Online Realizable Regression and Applications for ReLU Networks

Realizable online regression can behave very differently from online classification. Even without any margin or stochastic assumptions, realizability may enforce horizon-free (finite) cumulative loss under metric-like losses, even when the analogous classification problem has an infinite mistake bound. We study realizable online regression in the adversarial model under losses that satisfy an approximate triangle inequality (approximate pseudo-metrics). Recent work of Attias et al. shows that the minimax realizable cumulative loss is characterized by the scaled Littlestone/online dimension $\mathbb{D}_{\mathrm{onl}}$, but this quantity can be difficult to analyze. Our main technical contribution is a generic potential method that upper bounds $\mathbb{D}_{\mathrm{onl}}$ by a concrete Dudley-type entropy integral that depends only on covering numbers of the hypothesis class under the induced sup pseudo-metric. We define an \emph{entropy potential} $Φ(\mathcal{H})=\int_{0}^{diam(\mathcal{H})} \log N(\mathcal{H},\varepsilon)\,d\varepsilon$, where $N(\mathcal{H},\varepsilon)$ is the $\varepsilon$-covering number of $\mathcal{H}$, and show that for every $c$-approximate pseudo-metric loss, $\mathbb{D}_{\mathrm{onl}}(\mathcal{H})\le O(c)\,Φ(\mathcal{H})$. In particular, polynomial metric entropy implies $Φ(\mathcal{H})<\infty$ and hence a horizon-free realizable cumulative-loss bound with transparent dependence on effective dimension. We illustrate the method on two families. We prove a sharp $q$-vs.-$d$ dichotomy for realizable online learning (finite and efficiently achievable $Θ_{d,q}(L^d)$ total loss for $L$-Lipschitz regression iff $q>d$, otherwise infinite), and for bounded-norm $k$-ReLU networks separate regression (finite loss, even $\widetilde O(k^2)$, and $O(1)$ for one ReLU) from classification (impossible already for $k=2,d=1$).

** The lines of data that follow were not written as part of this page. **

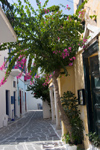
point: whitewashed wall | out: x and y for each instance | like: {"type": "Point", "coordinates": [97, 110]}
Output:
{"type": "Point", "coordinates": [32, 102]}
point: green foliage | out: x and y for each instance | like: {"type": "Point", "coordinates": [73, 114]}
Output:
{"type": "Point", "coordinates": [94, 138]}
{"type": "Point", "coordinates": [38, 34]}
{"type": "Point", "coordinates": [69, 103]}
{"type": "Point", "coordinates": [93, 17]}
{"type": "Point", "coordinates": [66, 138]}
{"type": "Point", "coordinates": [38, 90]}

翻译：可实现在线回归的行为可能与在线分类截然不同。即使在无间隔或随机假设的情况下，在满足度量型损失时，可实现性可能保证无水平（有限）累积损失，尽管类似分类问题具有无限错误界限。我们在对抗模型下研究满足近似三角不等式（近似伪度量）的损失下的可实现在线回归。Attias等人近期工作表明，最小最大可实现累积损失由缩放后的Littlestone/在线维度$\mathbb{D}_{\mathrm{onl}}$刻画，但该量难以分析。我们主要技术贡献在于提出一种通用势方法，通过依赖于假设类在诱导上确界伪度量下覆盖数的具体Dudley型熵积分，给出$\mathbb{D}_{\mathrm{onl}}$的上界。我们定义熵势$\Phi(\mathcal{H})=\int_{0}^{diam(\mathcal{H})} \log N(\mathcal{H},\varepsilon)\,d\varepsilon$，其中$N(\mathcal{H},\varepsilon)$是$\mathcal{H}$的$\varepsilon$-覆盖数，并证明对每个$c$-近似伪度量损失，有$\mathbb{D}_{\mathrm{onl}}(\mathcal{H})\le O(c)\,\Phi(\mathcal{H})$。特别地，多项式度量熵意味着$\Phi(\mathcal{H})<\infty$，从而得到具有有效维度透明依赖性的无水平可实现累积损失界。我们通过两个家族阐释该方法。我们证明了可实现在线学习的尖锐$q$与$d$二分性（对于$L$-Lipschitz回归，当且仅当$q>d$时，可实现有限且高效可达的$\Theta_{d,q}(L^d)$总损失，否则损失无限），以及有界范数$k$-ReLU网络的分离回归（有限损失，甚至$\widetilde O(k^2)$，对单个ReLU为$O(1)$）与分类（对$k=2,d=1$已不可能）的差异。